Le chômage de masse est un fléau français qu’aucun gouvernement n’a traité depuis 40 ans. L’immobilisme des décideurs politiques n’a pourtant pas empêché nombre d’économistes de droite comme de gauche de défendre la flexisécurité comme modèle de remplacement de la "rigidisécurité" franco-française. Ce système hybride vient des pays scandinaves. Il mêle une flexibilité importante, fruit de la culture anglo-saxonne et, depuis peu, asiatique, et la sécurité d’une indemnisation et d’un accompagnement actif de l’assuré social. C’est coûteux et contraignant pour les assurés soumis à des exigences fortes en contrepartie de leur protection sociale.
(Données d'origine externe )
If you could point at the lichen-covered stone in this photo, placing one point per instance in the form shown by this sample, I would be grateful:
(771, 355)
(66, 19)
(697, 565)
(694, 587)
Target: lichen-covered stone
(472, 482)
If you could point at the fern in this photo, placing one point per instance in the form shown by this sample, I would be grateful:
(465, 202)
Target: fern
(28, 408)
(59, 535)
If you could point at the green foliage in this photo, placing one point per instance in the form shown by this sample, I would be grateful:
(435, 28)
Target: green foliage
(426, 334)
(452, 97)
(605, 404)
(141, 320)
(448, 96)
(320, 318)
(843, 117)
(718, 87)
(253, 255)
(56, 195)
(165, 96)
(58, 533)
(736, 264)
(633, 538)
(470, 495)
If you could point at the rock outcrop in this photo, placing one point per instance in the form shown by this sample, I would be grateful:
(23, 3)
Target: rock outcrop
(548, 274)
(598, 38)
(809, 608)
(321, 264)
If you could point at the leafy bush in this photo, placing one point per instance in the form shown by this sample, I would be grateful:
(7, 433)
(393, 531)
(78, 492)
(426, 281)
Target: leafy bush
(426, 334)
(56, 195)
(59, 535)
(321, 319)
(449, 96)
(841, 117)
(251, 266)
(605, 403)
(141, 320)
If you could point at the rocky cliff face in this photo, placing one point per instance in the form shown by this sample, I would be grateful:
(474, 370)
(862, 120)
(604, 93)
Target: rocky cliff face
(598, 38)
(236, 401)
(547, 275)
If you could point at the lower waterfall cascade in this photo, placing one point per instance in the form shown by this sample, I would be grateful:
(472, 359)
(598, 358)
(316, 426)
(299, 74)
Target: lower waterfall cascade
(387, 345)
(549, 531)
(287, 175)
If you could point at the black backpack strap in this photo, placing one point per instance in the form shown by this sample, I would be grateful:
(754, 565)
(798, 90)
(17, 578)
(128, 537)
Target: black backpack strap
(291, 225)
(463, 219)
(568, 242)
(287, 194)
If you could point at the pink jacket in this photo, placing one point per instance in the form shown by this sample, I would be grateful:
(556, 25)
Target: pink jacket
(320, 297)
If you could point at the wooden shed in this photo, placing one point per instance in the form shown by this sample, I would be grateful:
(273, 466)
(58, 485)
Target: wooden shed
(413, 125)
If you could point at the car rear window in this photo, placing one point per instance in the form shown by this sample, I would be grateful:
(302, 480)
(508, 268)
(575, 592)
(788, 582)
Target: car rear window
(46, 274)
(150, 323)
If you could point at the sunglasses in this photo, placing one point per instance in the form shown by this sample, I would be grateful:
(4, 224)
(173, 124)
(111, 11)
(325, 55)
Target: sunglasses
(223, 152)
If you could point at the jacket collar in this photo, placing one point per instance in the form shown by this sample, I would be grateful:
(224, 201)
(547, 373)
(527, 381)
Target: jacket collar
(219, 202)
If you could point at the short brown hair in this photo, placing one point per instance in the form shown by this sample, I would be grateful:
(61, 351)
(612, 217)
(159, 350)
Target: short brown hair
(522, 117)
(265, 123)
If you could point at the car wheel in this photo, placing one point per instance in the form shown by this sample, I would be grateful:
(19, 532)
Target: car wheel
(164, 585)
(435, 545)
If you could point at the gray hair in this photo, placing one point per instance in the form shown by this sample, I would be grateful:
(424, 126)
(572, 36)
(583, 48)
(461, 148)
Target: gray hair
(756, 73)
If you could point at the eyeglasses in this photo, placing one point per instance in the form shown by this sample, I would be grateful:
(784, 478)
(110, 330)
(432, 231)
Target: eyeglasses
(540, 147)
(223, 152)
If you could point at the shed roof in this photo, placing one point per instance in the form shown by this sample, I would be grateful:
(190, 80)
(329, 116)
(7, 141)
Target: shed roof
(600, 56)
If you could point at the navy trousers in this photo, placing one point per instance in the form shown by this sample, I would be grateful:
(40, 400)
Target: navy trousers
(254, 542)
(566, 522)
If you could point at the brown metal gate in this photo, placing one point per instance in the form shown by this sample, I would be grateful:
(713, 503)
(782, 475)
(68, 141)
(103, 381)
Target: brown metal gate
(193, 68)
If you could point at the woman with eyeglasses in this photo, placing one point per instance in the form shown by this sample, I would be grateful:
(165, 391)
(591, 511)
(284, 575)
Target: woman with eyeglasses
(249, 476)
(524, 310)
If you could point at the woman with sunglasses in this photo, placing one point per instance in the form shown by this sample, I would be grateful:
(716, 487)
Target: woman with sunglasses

Las, le Centre d’Analyse Stratégique vient de publier un rapport dans lequel il juge cette flexisécurité inefficace.

Le chantre de la flexisécurité, le Danemark, n’est selon lui plus en mesure de contenir son coût devant la remontée durable du chômage. Les deux modèles cités en exemple par le CAS sont les Etats-Unis, habitués aux purges brutales permettant un redémarrage tout aussi fort, et l’Allemagne où les entreprises et les syndicats agissent en acteurs socialement responsables. Plutôt que de licencier, les entreprises recourent aux diminutions de temps de travail et aux baisses de salaire le temps de revenir à la croissance. La question est simple. Quel modèle restera envisageable lorsque la crise frappera la France de plein fouet ?

La France finance des indemnités chômage généreuses, une formation continue conséquente et un accompagnement dans la recherche d’emploi. Les résultats de cette politique ne sont pas probants. Ce que nous n’avons pas encore tenté, c’est une vraie flexibilité du marché de l’emploi. Les mentalités sont-elles prêtes à des négociations consensuelles sur le modèle allemand ? Au sein des entreprises, les syndicats ont une culture de la confrontation qui rend ces arrangements difficilement concevables. On a déjà vu la direction contourner les instances syndicales par un référendum pour légitimer des accords qu’elles savaient condamnés pour des raisons idéologiques par la voie des négociations syndicales.

Face à la complexité et au coût des licenciements, les chefs d’entreprise se sont adaptés. Les petites et moyennes entreprises ont appris à fonctionner en sous-effectifs afin de ne pas risquer de se retrouver coincées en cas de ralentissement de l’activité. Et pour parer aux rigidités réglementaires et à l’incertitude judiciaire des procédures prud’homales, le recours à des contrats à durée déterminée et à des contrats précaires se multiplient. Cette solution bricolée engendre un clivage inquiétant entre l’univers surprotégé des CDI et tous ceux qui se transforment en simple variable d’ajustement.

A force de confondre licenciement et chômage, nous avons surprotégé les postes plutôt que favorisé le renouvellement des emplois par la croissance de nos entreprises et le développement de nouvelles activités. A force de pénaliser l’entrepreneur-employeur et de surprotéger l’employé, nous sommes arrivés au bout du système. Lorsque le chômage remontera brutalement, nous risquons de devoir basculer directement sur un modèle de flexibilité sans passer par la case flexisécurité. Les Français le supporteront-ils sans ce sevrage ? Espérons que l’environnement général sera suffisamment attractif pour nos entrepreneurs. Ils seront les seuls à pouvoir investir et apporter un choc de croissance propice à la reprise des embauches.

Cette flexibilité n’est pas seulement une nécessité dans notre monde ouvert. Elle correspond à une tendance naturelle de nos modèles de plus en plus tournés vers l’externalisation, le télétravail et de nouvelles formes de relations comme nous l’avons constaté avec le statut d’auto-entrepreneur. C’est peut-être le propre de nos économies de plus en plus dominées par les services.

Si on se projette dans 10 ans, peut-on imaginer un recul net du salariat au profit de statuts indépendants ? Le salarié actuel ne se transformera-t-il pas en simple prestataire d’un client parmi d’autres avec lequel il négociera des contrats de mission ? La crise doit être l’occasion d’une remise en question de nos réflexes passés pour bien préparer les changements à venir. La flexisécurité est peut-être bien déjà dépassée, en effet.